Own and own. They have licensed it under a permissive open source license https://www.cups.org/blog/2017-11-07-cups-license-change.htm... so everyone would be free to develop it further as they want.


Linked above by @phonon https://github.com/OpenPrinting/cups


A permissive but GPL-incompatible license unfortunately. Also, everyone was already free to develop it further as they wanted before the license change.


What would change in the current situation had they used a GPL-compatible permissive license?


It wouldn't change the development situation, but Linux distros wouldn't have lots of GPL violations and be ignoring those GPL violations.


Apache 2.0 software is all over the place in Linux distributions. And it's probably the license that most lawyers would recommend for a permissive license. The reason it's not compatible with GPLv2 is the patent termination and indemnification provisions (in the view of the FSF). The code isn't in the kernel though.

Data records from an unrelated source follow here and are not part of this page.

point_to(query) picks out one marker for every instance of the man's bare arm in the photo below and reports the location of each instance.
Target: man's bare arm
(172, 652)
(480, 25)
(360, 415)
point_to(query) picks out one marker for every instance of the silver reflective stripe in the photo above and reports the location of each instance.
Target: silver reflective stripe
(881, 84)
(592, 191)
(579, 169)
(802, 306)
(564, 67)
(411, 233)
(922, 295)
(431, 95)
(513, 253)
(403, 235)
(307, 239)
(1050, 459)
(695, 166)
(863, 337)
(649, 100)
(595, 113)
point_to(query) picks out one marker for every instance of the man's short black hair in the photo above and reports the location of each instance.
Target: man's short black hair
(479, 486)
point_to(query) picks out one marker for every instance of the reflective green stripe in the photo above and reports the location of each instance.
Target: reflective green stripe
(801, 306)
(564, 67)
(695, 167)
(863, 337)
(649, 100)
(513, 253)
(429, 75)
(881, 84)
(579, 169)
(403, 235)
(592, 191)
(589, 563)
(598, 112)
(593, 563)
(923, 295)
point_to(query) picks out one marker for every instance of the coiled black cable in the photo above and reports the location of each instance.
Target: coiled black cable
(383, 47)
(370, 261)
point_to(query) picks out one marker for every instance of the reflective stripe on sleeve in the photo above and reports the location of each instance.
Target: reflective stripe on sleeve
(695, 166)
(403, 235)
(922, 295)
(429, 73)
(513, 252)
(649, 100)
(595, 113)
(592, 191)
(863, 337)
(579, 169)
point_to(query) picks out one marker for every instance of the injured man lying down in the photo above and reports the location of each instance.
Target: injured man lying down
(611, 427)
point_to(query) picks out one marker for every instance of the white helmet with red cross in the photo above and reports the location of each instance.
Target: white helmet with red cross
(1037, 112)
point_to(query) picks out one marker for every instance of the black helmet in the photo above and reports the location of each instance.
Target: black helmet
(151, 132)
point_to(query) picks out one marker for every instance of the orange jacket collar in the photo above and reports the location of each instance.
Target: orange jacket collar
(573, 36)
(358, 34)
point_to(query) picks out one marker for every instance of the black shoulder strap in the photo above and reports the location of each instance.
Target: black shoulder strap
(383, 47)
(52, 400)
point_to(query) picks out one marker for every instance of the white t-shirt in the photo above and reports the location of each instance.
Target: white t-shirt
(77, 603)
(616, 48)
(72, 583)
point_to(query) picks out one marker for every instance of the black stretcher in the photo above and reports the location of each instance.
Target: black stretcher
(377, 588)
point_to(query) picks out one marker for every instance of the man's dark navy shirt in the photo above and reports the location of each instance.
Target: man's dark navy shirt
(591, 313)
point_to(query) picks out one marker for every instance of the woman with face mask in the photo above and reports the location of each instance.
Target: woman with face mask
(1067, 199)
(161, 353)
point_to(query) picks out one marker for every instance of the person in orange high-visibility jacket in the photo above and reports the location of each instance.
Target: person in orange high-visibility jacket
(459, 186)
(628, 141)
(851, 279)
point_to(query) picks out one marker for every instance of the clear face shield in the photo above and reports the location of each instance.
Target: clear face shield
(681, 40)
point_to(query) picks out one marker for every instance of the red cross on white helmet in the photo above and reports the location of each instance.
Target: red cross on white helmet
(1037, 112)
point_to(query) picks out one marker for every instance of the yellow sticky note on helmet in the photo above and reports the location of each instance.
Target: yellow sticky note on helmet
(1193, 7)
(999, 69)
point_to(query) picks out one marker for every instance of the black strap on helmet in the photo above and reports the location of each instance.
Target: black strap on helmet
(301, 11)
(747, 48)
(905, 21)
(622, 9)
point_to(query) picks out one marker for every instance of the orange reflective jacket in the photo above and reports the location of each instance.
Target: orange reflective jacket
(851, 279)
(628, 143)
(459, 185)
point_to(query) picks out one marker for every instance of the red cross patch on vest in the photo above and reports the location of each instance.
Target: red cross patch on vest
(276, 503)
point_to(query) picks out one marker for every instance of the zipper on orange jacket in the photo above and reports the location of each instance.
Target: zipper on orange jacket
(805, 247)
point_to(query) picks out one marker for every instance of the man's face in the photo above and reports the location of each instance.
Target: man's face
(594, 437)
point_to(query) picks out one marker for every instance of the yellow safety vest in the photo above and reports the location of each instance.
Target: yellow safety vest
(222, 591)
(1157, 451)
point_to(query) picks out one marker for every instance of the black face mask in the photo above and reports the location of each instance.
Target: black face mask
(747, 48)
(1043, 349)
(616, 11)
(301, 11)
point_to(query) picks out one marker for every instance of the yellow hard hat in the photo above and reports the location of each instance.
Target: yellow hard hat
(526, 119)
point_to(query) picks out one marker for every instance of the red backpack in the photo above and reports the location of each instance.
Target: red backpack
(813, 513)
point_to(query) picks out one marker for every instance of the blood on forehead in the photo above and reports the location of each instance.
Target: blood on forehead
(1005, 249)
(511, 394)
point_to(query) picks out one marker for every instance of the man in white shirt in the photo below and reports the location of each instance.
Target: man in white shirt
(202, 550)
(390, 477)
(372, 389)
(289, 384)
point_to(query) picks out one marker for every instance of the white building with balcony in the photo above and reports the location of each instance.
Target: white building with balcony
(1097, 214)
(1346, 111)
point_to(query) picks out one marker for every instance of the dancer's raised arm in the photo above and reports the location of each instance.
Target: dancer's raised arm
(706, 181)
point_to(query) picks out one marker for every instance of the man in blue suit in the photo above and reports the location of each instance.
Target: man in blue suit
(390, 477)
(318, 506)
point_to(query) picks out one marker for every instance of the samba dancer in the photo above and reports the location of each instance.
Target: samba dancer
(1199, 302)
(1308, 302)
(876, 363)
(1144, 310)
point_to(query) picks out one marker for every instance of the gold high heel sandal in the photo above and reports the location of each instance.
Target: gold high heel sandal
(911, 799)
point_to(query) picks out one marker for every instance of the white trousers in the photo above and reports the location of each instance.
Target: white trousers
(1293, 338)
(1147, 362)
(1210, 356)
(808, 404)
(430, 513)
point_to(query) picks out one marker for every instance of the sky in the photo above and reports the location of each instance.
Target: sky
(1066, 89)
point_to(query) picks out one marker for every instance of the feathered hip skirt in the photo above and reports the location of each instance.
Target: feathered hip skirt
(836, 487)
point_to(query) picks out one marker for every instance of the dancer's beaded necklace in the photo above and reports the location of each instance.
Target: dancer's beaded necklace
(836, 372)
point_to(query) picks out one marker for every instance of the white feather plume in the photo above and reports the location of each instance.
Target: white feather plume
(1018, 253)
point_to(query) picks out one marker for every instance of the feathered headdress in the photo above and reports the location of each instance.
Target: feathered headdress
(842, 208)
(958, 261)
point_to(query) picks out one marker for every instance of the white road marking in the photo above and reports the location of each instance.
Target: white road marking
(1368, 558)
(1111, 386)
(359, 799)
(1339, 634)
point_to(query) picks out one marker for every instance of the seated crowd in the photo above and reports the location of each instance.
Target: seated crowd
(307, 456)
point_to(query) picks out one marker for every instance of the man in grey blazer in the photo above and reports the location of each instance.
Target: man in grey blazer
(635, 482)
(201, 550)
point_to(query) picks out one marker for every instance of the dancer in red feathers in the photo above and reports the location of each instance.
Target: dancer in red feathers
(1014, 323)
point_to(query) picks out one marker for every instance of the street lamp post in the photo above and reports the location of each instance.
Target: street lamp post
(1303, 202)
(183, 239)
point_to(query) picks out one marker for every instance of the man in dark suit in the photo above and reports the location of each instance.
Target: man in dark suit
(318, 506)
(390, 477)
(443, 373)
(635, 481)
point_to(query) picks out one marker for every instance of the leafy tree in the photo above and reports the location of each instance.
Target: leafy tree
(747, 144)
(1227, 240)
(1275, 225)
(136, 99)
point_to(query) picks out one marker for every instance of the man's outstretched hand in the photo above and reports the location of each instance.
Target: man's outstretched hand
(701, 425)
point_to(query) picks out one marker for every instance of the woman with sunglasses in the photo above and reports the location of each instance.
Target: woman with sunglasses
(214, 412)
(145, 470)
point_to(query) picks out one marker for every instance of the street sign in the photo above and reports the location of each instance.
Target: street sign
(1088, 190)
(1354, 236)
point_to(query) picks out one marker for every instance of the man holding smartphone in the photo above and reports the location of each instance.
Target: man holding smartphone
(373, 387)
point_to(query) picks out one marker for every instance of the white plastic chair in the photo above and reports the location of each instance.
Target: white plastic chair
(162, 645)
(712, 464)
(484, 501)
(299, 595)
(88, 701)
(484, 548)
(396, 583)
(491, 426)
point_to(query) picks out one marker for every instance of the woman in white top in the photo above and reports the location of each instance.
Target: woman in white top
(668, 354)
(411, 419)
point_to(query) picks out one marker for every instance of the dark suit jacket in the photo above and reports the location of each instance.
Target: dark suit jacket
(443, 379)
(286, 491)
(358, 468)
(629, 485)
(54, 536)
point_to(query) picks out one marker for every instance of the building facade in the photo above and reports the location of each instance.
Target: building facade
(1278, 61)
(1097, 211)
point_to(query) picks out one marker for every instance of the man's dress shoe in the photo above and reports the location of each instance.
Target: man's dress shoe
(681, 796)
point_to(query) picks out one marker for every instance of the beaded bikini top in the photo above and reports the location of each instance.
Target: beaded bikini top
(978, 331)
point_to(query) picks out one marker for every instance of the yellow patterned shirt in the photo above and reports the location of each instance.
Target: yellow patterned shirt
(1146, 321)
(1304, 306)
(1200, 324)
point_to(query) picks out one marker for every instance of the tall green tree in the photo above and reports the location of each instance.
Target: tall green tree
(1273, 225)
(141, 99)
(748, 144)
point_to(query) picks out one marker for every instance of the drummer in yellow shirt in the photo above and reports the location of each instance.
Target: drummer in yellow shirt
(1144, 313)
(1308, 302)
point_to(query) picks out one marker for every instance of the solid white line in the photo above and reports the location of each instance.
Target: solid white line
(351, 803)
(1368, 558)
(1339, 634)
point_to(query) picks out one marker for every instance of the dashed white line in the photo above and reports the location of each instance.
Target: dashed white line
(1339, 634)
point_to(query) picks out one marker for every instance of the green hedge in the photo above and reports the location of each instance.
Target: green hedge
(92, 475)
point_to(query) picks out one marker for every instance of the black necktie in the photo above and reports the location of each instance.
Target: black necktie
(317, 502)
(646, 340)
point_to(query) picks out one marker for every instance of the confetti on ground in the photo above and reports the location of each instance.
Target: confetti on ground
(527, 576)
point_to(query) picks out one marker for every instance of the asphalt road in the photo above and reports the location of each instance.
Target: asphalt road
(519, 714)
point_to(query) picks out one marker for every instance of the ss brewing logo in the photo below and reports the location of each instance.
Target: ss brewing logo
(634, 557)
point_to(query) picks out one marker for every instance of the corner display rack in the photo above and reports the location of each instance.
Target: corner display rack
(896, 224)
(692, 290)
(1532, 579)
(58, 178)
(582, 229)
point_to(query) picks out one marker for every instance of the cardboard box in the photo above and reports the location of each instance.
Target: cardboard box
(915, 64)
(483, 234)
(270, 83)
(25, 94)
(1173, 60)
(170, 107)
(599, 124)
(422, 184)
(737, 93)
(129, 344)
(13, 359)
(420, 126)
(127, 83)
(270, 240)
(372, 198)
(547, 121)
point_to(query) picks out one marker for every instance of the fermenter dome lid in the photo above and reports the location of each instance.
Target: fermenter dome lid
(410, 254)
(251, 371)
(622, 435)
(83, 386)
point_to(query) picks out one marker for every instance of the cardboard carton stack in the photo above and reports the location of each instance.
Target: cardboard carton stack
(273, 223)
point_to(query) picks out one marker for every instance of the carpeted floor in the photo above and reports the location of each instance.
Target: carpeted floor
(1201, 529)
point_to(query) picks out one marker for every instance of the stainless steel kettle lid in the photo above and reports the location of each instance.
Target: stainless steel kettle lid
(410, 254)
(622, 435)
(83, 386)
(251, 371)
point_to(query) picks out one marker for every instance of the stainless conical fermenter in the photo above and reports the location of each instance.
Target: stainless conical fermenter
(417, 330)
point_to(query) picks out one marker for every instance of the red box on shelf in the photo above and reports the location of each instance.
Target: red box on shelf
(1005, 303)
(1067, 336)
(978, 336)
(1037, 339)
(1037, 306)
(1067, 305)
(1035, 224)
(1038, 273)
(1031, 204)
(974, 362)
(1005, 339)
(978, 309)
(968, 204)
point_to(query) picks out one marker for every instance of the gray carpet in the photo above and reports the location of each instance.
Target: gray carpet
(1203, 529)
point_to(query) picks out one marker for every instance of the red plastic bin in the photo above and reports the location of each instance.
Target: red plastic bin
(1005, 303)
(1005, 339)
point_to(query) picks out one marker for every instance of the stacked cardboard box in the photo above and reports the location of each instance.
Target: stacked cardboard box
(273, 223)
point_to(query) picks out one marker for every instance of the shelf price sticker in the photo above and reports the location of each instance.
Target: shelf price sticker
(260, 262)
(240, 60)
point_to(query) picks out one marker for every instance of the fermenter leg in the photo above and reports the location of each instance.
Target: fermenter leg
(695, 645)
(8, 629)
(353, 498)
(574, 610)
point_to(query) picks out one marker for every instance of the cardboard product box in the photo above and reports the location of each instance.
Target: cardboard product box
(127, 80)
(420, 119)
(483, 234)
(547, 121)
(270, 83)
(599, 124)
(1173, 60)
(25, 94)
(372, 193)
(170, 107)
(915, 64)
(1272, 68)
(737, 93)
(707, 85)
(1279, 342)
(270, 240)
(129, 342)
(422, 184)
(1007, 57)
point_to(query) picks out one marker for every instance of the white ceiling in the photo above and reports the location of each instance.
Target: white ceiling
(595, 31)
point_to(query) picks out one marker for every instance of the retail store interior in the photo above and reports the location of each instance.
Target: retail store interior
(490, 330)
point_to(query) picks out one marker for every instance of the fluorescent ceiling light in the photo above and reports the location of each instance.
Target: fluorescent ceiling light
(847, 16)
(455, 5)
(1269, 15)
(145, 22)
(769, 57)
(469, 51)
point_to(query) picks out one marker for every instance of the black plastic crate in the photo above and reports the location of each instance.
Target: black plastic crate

How is it GPL-incompatible when the CUPS project explicitly made exceptions to the Apache 2.0 License for GPL compatibility?


This is 100% because Apple decided to pick up the CUPS developer. I called him after he was hired to do a story about it and he acted like I was trying to kill him . "I CAN'T TALK TO YOU!!! you're a reporter!!" Imagine that feeling being imparted like 2 days after yer hired. Also imagine how hard they made it for him to keep contributing to CUPS. I only wanted to talk about CUPS, I didn't give two shits about the Apple news, only what it meant for CUPS going forward. They never let me even speak to Apple PR about it, let alone him.


You're denigrating your primary source as a paranoid maniac on a public forum. While also misspelling, cursing, and complaining about people declining to talk to you, the reporter.

Sounds like the CUPS developer and Apple dodged a bullet.


Sounds like he's only criticizing Apple's pressure tactics in hiring to me.


What development needs to be done, other than bugfixes and security once they're found? Drivers should be able to (and do) exist outside the CUPS codebase; what ever happened to code being finished?


Well, for one CUPS could be modernized. Currently CUPS is a rather poor user experience, setting up a printer is non-trivial for the average user and often enough requires digging into CUPS internals.

It's configured either via an ancient and partially broken printer applet (and with broken I mean I have a reproducible crash when trying to view my printer queue before the current print has begun printing on that printer, reported somewhere in 2015 but never fixed) or via the web interface, which is broken in different, exciting ways. Sometimes printing breaks, my browser for example cannot print, it always just prints an error message (which is not logged, it's only printed, there is no way to tell something went wrong by looking at CUPS), so all prints have to be done by another utility.

The code for CUPS isn't finished, it's a mess. The printing experience on Linux could best be described as "piss poor" if you're being nice about it. The best thing about CUPS one could say is "most of the time it'll have you printer do something that resembles printing your document".


I'm pretty confident that Ubuntu uses CUPS inside.

  dpkg -l "*cups*"
seems to agree, given the number of installed packages related to CUPS.

I never had to deal with CUPS directly in all these years. I always used the GUI in Settings to find and setup printers and I never had any problem. Which distro are you using?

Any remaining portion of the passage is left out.